Monday, 19 August 2019 07:12

Replacement of the Year 2019: Testing Strategy for Developmental Neurotoxicity Tests Featured

This year's "Replacement of the Year" issue examines the current development and acceptance of a testing strategy to replace rodents in tests for brain development disorders (developmental neurotoxicity tests). Scientists have been working for some time with regulatory authorities such as the European Food and Safety Agency (EFSA) on a cost-effective testing strategy based on a reliable in vitro test battery to identify DNT hazards to reduce exposure to these chemicals. For this purpose, the complex processes of brain development are to be broken down into individual spatially and temporally separate development steps. For each step, individual tests are to be developed.
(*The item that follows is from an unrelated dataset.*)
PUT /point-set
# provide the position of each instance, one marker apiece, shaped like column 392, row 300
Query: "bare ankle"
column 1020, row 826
During pregnancy, various environmental influences can disrupt the development of nerve cells in the human fetus. Environmental toxins can inhibit the division, differentiation or migration of nerve cells (1). In later life, these disruptions can lead to learning disabilities, developmental delays, abnormalities from the autism spectrum or attention deficit and hyperactivity disorders. Indeed, such disorders can be attributed to a combination of several causes, including genetic ones. However, environmental chemicals and drugs are also discussed as determinants (2) as shown in laboratory and human studies (3).


Photo: Volker_Pietzonka_Pixabay

 

To test the safety of chemicals, such as pesticides, animal experiments are carried out with rats following the OECD guideline. These tests must be conducted when there is evidence of neurotoxicity, cholinesterase disorders (liver damage), changes in thyroid hormones or estrogen balance, gained from previous studies. In pesticide production, the United States generally prescribes development neurotoxicity studies to assess safety (4). The three most important OECD guidelines investigating life-phase-dependent neurotoxicity are OECD guidelines 424 (neurotoxicity), 426 (developmental neurotoxicity study) and 443 (extended one-generation reproductive toxicity study) with rodents (mostly rat).

The test is administered to the mother animals daily from the time of implantation of the fertilized egg until the 21st day of prenatal development (during the suckling phase), if possible, the route should be used, via which pregnant women may also be exposed. Offspring are thus exposed to the test substance during pre- and postnatal neurological development (5). According to OECD guideline 426, about 80 dams and up to 960 offspring are tested. In addition to body weight, the brain weight, neuropathological changes, sexual maturation, behavior, motor activity, motor, and sensory functions, learning and memory of the young animals are examined.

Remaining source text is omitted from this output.